Ice is A key component in the universe. Are frozen water molecules on Cometsmoons, ExoplanetsAnd in your drink as you are cold from the summer heat. However, under the microscope, not every ice is the same, although it is made from the same components.
The internal structure of the ice of the earth is a cosmological strange. Its molecules are arranged in geometric structures, usually hexagons that repeat each other. Ice on Earth is formed in this way due to the temperature and pressure of our planet: water here freezes slowly, and this allows its molecules to arrange into crystals.
But ice that forms in space is different because of the conditions – the water exists in a vacuum and is subject to extreme temperatures. Space ice, as a result, is believed to amorphous, lacking a separate organizational structure as on Earth.
This presents a challenge for scientists trying to understand the formation of planets and the generation of life. Do not fully understand the dynamics of amorphous ice in space have striking effects. For example, not knowing exactly how space water freezes difficult to estimate the proportion of water in other solar systems.
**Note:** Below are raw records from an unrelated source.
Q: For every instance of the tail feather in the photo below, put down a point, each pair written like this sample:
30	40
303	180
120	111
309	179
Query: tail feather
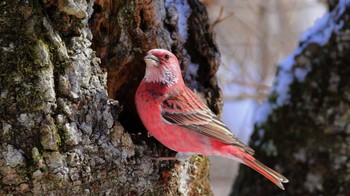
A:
269	173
Researchers therefore study space ice to better understand how frozen water behaves away from the ground. Ice specimens of comets, asteroids and other solar system waste would be helpful, but until these can be captured, scientists try to understand spatial ice with computer models and simulations of ice on the ground. The more they study it, the more surprises it reveals.
A recent report, published in the newspaper Physical Review Bbelieves that the amorphous ice that abounds in the universe has some order. The paper theorizes that it is probably made up of structured fragments – crystallized regions, as on the ground, but only about 3 nanometers wide – surrounded by chaos.